Сестра Е. Честнякова с сыном Володей, вторая сестра Татьяна и крестьянская девочка Аня Дроздова (слева направо). Фото Е. Честнякова.
Шабловский гулянок. Фото Е. Честнякова.
Пожалуй, одно из самых поэтичнейших полотен Честнякова — его «Коляда». Первая часть картины воспроизводит сам обряд, а вторая — сценки труда, отдыха крестьян, картинки изобилия и праздника — те самые пожелания, с которыми участники коляды обращаются к хозяевам дома. В ярких народных характерах художник передал деревенский дух веселья.
В обрядах Честняков видел истоки творчества народа. В них люди выражали себя, свою любовь к земле, природе, друг к другу. Поэтому к теме обряда художник обращался постоянно. Целая серия его графических и живописных работ отражает крестьянскую свадьбу, которая с древнейших времен разыгрывалась согласно определенному ритуалу — потому и говорим мы «играть свадьбу» — и была она очень близка театральному действу. Как бы по действиям разыгрывает ее художник и в своих работах. Из живописных сохранились «Крестьянская свадьба», «Свахонька, любезная, повыйди, повыступи...» и «Ведение невесты из бани».
...Вся деревня встречает свадебный поезд жениха и невесты. Им поют величальные песни, дарят цветы и подарки:
К ним лошадок подводили,
В тарантас их посадили,
Кони лихо понеслись,
Колокольцы залились,
И в деревню приезжают,
Их с почетом здесь встречают,
Говорят уж все про них:
Вот невеста и жених...
Кроме жениха и невесты, основными персонажами на свадьбе были сваха и дружка. В ритуал входили приговоры дружки, обращенные к гостям или, как у Честнякова, к свахе. «Свахонька, любезная, повыйди, повыступи, по полу по тесовому, ко мне, дружке веселому».

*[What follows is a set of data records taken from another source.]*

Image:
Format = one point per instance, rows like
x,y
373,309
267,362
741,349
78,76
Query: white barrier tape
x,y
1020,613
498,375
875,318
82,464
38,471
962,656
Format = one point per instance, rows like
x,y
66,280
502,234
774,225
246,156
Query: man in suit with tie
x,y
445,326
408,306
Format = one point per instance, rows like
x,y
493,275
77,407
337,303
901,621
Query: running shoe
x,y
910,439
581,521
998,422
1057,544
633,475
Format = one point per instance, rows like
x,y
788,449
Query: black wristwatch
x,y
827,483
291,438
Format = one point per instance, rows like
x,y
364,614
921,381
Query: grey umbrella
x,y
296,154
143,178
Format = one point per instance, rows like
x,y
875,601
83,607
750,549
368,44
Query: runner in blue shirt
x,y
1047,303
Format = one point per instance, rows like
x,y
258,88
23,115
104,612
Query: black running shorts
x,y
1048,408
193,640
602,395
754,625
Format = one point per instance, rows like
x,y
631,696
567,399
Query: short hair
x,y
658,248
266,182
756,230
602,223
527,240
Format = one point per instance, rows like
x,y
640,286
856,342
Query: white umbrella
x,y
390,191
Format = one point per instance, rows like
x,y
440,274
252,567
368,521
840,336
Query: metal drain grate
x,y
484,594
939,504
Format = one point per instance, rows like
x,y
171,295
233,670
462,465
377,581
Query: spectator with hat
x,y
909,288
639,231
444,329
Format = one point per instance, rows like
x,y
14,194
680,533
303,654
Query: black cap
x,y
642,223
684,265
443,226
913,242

Свадебная обрядность включала в себя и магические элементы, в частности веру в чудодейственную силу воды. Поэтому ритуал предусматривал посещение невестой бани — места пребывания домашнего духа, к которому невеста должна обратиться с благодарностью за покровительство, за то, что сохранил и уберег ее, «сизу голубушку». Посещение бани рассматривалось как рубеж между девичьей и женской жизнью: невеста смывает свою девью красоту, расстается с девичеством.

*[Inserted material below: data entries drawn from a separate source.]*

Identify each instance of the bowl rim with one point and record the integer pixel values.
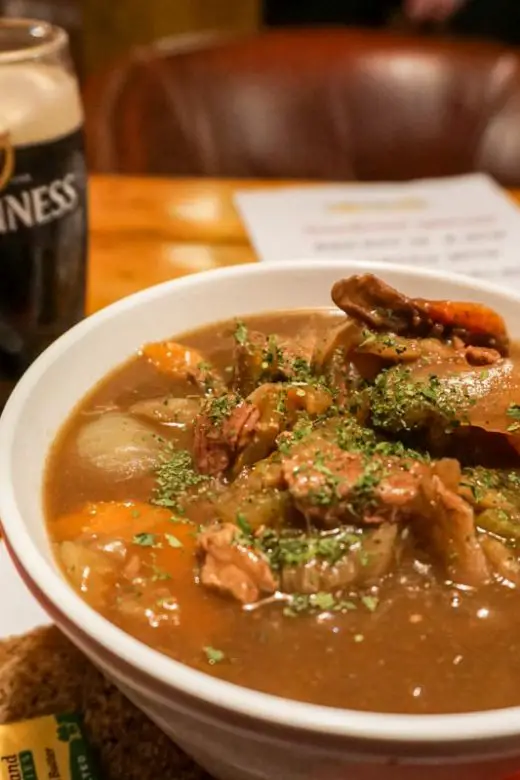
(202, 687)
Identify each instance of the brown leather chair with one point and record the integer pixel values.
(326, 104)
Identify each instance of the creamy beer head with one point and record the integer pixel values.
(43, 226)
(39, 102)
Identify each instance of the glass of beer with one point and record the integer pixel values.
(43, 194)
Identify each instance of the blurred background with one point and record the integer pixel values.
(101, 31)
(365, 89)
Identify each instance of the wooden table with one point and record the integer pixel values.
(145, 231)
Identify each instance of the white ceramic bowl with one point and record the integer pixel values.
(236, 733)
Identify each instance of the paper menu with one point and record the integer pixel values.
(465, 224)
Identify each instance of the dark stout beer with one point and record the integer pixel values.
(43, 221)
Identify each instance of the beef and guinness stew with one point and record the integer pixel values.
(322, 505)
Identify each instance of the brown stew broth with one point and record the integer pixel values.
(425, 648)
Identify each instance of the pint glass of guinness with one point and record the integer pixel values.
(43, 223)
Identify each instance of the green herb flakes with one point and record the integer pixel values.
(514, 412)
(244, 526)
(175, 476)
(213, 655)
(146, 540)
(240, 334)
(370, 602)
(173, 541)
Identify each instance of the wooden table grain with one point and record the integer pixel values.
(145, 230)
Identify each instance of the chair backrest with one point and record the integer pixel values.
(320, 104)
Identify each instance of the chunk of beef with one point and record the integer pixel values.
(232, 567)
(365, 564)
(502, 560)
(449, 396)
(446, 526)
(331, 486)
(222, 428)
(370, 300)
(231, 432)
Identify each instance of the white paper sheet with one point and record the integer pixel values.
(466, 224)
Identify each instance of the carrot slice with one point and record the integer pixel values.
(118, 518)
(169, 357)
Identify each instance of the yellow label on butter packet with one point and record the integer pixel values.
(48, 748)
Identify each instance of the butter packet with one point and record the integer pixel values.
(49, 748)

Специально для Честнякова односельчане разыгрывали старинные свадьбы. Так увлекало и интересовало художника само театральное действо, лежащее в основе обряда.

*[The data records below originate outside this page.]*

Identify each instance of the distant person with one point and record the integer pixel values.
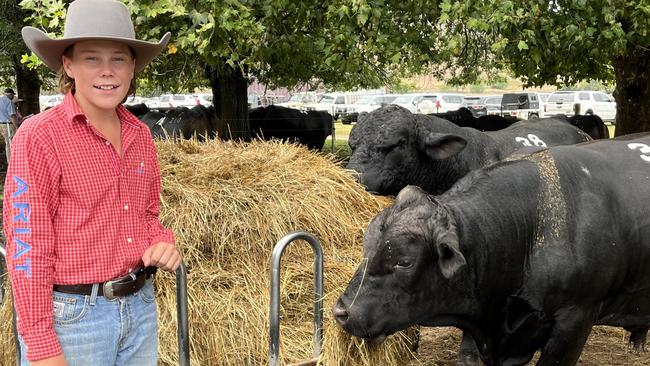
(8, 119)
(82, 199)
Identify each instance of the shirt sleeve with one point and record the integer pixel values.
(156, 232)
(30, 201)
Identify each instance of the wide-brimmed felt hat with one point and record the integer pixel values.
(93, 20)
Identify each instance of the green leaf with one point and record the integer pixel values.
(522, 46)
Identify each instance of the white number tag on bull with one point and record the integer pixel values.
(532, 140)
(645, 150)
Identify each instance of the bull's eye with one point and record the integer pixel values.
(403, 263)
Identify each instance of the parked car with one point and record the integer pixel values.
(167, 101)
(434, 102)
(493, 104)
(476, 105)
(366, 104)
(299, 100)
(132, 100)
(332, 103)
(49, 101)
(581, 102)
(204, 99)
(524, 105)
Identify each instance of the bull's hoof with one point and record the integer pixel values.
(469, 360)
(638, 339)
(415, 344)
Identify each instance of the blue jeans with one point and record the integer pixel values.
(95, 331)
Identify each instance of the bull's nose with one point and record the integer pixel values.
(339, 312)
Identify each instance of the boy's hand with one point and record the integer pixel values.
(162, 255)
(52, 361)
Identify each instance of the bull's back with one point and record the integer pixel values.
(614, 177)
(545, 132)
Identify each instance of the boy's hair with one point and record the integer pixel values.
(66, 83)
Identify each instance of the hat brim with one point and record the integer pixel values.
(50, 50)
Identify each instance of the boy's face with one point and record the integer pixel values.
(102, 71)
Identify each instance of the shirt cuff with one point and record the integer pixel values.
(166, 235)
(41, 345)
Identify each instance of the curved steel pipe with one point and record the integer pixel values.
(274, 311)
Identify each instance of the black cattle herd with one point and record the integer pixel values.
(523, 234)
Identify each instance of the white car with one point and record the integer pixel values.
(300, 100)
(133, 100)
(581, 102)
(167, 101)
(433, 102)
(204, 99)
(49, 101)
(366, 104)
(369, 103)
(334, 104)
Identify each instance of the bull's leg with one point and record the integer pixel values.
(468, 355)
(568, 337)
(638, 338)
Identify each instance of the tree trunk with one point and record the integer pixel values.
(632, 92)
(28, 87)
(230, 99)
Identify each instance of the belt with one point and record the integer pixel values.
(121, 286)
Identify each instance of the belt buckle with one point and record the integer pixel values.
(109, 291)
(109, 294)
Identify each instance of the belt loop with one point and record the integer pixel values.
(93, 294)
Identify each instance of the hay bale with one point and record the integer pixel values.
(229, 203)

Игра — заставить людей импровизировать, переноситься в мир фантазии и как бы возвышаться над жизнью, оторвавшись от повседневности, «провидеть духом», как говорил он, — лежала в основе его театральных представлений, колядования, ряженья, «беседок», в которых Честняков любил участвовать и для которых специально писал стихи и сценки.
«Я люблю, когда люди играют. Мужичок, изуставший над сохой, при встрече с товарищем пошутит, расскажет анекдот, прибаутку. В том и красота, чтобы человек возвышался над жизнью в искусстве. Жизнь такова, какова она в творчестве людей, как отражается в их существах... Разным людям жизнь кажется разной. Человек создает красоту жизни, и чем дальше, тем прекраснее ее красота...» — в этой сохранившейся в архивах художника записи раскрывается глубокий взгляд его на значение творческого начала во всей человеческой деятельности. Творчество рождает оптимизм, делает человека зрячим, чувствуемой становится мысль, осознанными — чувство и стремление. Очень просто и точно ответили шабловские крестьяне, когда спросили у них, зачем, по их мнению, устраивал все это в деревне их Ефим. «Чтоб заинтересовать людей, — сказали они. — Чтоб не в унынье были».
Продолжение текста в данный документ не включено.